Grote beloningsvrijheid bij hulp aan hypotheekklant met betalingsprobleem

Aanbieders zijn vrij een beloning overeen te komen met de intermediair voor het oplossen van hypotheekachterstanden zolang die past binnen de inducementnorm.

Het Wijzigingsbesluit Financiële markten 2015 heeft heel wat reacties losgemaakt in de hypothekenbranche. Dat geldt met name voor het creëren van een uitzondering op het provisieverbod. Op basis van die uitzondering zijn aanbieders in beginsel vrij om met de bemiddelaar of adviseur voor het bemiddelen en adviseren gericht op het oplossen en beperken van (voorzienbare) betalingsachterstanden een beloning overeen te komen, zolang maar geen sprake is van een beloning die afbreuk doet aan de kwaliteit van de dienstverlening en de verplichting van de bemiddelaar of adviseur om zich in te zetten voor de belangen van de consument.

De reacties op de consultatie waren niet onverdeeld positief. Dat lag ook voor de hand, omdat het hier gaat om een inbreuk op één van de fundamenten waarop het provisieverbod is gebouwd, namelijk het volledig weghalen van de financiële geldstromen tussen aanbieder en bemiddelaar.

Als daar dan toch aan getornd moet worden, dan moet dat wel met alle denkbare zorgvuldigheidseisen, luidde de kernboodschap in de diverse consultatiereacties.

Adfiz kwam met de gedachte om de klant in geldnood het adviesbedrag te laten lenen bij de aanbieder van de hypothecaire lening, welk bedrag dan zou worden doorgesluisd naar de adviseur. Het hypotheekbedrag zou dan met de geleende geldsom verhoogd worden.

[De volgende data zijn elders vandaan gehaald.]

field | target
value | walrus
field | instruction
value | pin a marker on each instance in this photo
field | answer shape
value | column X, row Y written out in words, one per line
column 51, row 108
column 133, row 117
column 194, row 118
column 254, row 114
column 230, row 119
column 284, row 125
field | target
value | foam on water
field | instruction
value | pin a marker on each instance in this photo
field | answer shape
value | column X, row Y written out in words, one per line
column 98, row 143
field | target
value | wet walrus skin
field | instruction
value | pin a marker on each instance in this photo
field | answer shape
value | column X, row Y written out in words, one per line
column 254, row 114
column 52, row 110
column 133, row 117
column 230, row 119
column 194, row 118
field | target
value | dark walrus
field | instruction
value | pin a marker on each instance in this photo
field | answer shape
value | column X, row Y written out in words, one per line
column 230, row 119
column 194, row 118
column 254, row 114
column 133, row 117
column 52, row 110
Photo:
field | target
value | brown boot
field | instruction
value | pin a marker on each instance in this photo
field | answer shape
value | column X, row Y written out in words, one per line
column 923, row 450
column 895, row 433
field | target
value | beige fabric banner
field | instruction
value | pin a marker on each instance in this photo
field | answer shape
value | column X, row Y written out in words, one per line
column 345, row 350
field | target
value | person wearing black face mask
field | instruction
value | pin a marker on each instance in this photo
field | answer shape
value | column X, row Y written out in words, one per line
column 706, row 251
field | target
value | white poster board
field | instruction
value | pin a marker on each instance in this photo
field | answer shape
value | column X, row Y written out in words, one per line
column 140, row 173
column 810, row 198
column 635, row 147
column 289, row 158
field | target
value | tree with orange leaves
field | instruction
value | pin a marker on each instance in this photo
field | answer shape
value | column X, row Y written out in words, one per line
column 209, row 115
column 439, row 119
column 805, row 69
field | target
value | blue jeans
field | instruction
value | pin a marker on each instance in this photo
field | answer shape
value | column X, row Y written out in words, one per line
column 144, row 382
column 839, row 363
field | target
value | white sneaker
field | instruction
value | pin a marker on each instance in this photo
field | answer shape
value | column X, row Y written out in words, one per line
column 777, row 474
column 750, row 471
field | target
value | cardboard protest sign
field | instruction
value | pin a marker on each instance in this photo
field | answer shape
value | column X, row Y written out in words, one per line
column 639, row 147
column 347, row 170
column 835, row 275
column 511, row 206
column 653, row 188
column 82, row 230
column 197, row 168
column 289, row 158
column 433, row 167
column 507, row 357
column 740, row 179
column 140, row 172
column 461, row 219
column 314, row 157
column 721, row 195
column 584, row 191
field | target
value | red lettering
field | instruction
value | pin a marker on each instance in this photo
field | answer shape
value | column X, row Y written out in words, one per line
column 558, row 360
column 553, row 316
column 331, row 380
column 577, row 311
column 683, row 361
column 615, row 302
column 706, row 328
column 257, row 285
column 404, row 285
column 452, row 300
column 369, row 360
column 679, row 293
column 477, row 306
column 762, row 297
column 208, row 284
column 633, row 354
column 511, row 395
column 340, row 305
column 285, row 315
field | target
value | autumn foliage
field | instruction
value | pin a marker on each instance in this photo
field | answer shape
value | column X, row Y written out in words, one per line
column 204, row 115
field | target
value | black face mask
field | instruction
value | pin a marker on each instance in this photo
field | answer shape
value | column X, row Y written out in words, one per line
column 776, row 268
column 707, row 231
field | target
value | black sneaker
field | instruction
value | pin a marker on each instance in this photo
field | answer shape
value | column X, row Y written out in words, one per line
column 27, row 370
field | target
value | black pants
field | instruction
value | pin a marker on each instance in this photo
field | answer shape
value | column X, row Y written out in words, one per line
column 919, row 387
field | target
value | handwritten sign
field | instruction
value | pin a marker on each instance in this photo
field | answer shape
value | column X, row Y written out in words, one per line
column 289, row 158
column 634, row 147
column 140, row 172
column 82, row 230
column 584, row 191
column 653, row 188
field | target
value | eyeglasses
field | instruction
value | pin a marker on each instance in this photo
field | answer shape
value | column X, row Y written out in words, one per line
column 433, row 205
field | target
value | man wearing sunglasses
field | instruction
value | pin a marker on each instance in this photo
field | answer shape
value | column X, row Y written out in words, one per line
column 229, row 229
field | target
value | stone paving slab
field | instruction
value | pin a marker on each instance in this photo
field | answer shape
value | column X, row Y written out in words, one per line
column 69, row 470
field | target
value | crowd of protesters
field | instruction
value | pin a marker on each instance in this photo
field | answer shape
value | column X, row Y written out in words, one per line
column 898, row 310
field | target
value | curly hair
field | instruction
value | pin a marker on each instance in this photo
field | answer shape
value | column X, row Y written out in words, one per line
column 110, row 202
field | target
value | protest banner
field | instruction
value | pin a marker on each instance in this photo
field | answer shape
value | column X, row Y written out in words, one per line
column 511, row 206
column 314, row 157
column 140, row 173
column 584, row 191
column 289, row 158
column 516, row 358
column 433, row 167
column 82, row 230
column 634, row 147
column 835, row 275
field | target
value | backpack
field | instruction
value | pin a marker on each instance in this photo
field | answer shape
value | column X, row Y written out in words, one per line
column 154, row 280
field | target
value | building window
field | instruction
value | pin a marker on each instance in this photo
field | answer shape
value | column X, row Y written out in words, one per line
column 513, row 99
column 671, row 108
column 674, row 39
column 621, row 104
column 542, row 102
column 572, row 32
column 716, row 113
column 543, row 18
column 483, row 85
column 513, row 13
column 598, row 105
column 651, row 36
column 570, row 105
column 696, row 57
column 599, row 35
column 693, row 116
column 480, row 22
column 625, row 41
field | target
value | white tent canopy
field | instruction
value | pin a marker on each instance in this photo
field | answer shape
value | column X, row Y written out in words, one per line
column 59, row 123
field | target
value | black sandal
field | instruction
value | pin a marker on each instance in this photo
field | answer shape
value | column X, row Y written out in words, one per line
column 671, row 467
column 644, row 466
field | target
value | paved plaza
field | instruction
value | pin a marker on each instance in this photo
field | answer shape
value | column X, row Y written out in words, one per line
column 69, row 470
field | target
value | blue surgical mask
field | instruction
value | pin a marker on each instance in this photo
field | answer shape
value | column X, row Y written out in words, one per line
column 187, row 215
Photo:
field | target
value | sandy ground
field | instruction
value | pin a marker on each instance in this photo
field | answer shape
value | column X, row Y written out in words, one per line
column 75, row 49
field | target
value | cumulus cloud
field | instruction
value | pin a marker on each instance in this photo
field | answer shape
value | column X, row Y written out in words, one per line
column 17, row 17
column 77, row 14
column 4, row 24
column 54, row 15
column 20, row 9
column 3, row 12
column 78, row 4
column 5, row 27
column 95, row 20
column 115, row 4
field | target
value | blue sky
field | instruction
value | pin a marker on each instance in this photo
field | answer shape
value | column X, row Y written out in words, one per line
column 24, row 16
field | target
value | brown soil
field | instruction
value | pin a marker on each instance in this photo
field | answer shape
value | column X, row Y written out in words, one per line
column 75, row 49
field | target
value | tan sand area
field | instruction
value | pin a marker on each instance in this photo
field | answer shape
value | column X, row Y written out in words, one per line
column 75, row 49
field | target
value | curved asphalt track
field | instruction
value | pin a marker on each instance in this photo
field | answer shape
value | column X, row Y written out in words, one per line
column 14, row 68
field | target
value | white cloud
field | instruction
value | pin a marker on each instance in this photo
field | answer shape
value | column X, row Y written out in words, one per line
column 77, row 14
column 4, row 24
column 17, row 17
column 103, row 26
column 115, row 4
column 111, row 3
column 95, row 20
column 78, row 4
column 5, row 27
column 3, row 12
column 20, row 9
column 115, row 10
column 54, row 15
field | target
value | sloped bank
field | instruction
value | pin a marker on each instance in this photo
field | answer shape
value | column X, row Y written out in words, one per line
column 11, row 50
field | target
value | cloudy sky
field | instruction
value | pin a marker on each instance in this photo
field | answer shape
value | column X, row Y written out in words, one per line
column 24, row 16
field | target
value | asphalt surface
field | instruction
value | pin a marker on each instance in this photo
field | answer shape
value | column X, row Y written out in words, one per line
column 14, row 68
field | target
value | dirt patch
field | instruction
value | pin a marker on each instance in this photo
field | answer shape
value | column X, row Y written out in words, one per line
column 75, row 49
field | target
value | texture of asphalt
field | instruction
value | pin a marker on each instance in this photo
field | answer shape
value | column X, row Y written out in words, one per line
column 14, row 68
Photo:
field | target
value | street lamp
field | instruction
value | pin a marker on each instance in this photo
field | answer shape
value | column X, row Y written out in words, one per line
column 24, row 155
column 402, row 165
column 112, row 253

Het Verbond van Verzekeraars begrijpt dat de regering de financiële drempels voor de doelgroep zo laag mogelijk wil houden, maar wenst dan dat deze doelgroep zo duidelijk mogelijk wordt afgepaald. Liefst via definities waaruit blijkt wanneer precies sprake is van een dreigend betalingsprobleem.

Het VVD-Tweede Kamerlid Aukje de Vries heeft naar aanleiding van een krantenartikel de consultatiereacties nog eens op een rij gezet in schriftelijke vragen en daarover de mening van minister Dijsselbloem gevraagd.

Uit de beantwoording blijkt dat hij het idee van Adfiz verwerpt, omdat dit – zoals Findinet eerder al constateerde –overkreditering in de hand werkt bij een van de meest kwetsbare groepen. Ook ziet de minister geen kans om termen als voorzienbare betalingsachterstand aan een definitie te koppelen. In een definitie kan geen rekening gehouden worden met de specifieke omstandigheden van de consument.

“Van voorzienbare betalingsachterstanden bij hypothecair krediet is bijvoorbeeld sprake bij een structurele en relatief grote daling van inkomsten, die niet door de consument zelf kan worden opgevangen, waardoor binnen afzienbare termijn betalingsachterstanden zullen ontstaan.
Onder andere werkloosheid, arbeidsongeschiktheid, echtscheiding, relatiebreuk en het overlijden van de partner kunnen leiden tot een grote daling van de inkomsten die niet door consumenten zelf kan worden opgevangen waardoor betalingsachterstanden voorzienbaar zijn.”

Open norm

De minister handhaaft het uitgangspunt dat hier sprake is van een open norm.

“Zo geldt de uitzondering enkel voor een beperkte groep gevallen, te weten voor consumenten met (voorzienbare) betalingsproblemen inzake hypothecair krediet. Voor andere financiële producten is geen uitzondering opgenomen. Bovendien wordt de inducementnorm van toepassing verklaard op de door de aanbieder betaalde provisie aan de adviseur of bemiddelaar, waardoor de betaalde provisie geen afbreuk mag doen aan de kwaliteit van de dienstverlening en de verplichting van de bemiddelaar of adviseur om zich in te zetten voor de belangen van de consument. Zo mogen bemiddelaars en adviseurs geen beloning ontvangen waarvan een aansporende, motiverende of stimulerende werking uitgaat en daardoor de bemiddeling of het advies kunnen beïnvloeden. De door de aanbieder betaalde provisie aan een bemiddelaar of adviseur moet daarom in redelijke verhouding staan tot de aard en reikwijdte van zijn advies- en bemiddelingswerkzaamheden. Daarnaast mag de betaalde provisie door de aanbieder geen invloed hebben op de uitkomst van het gegeven advies.”

Wordt aan deze inducementnorm voldaan, dan zijn “aanbieders in beginsel vrij om een beloning overeen te komen met de bemiddelaar of adviseur voor het bemiddelen en adviseren gericht op het oplossen en beperken van (voorzienbare) betalingsachterstanden inzake een hypothecair krediet.”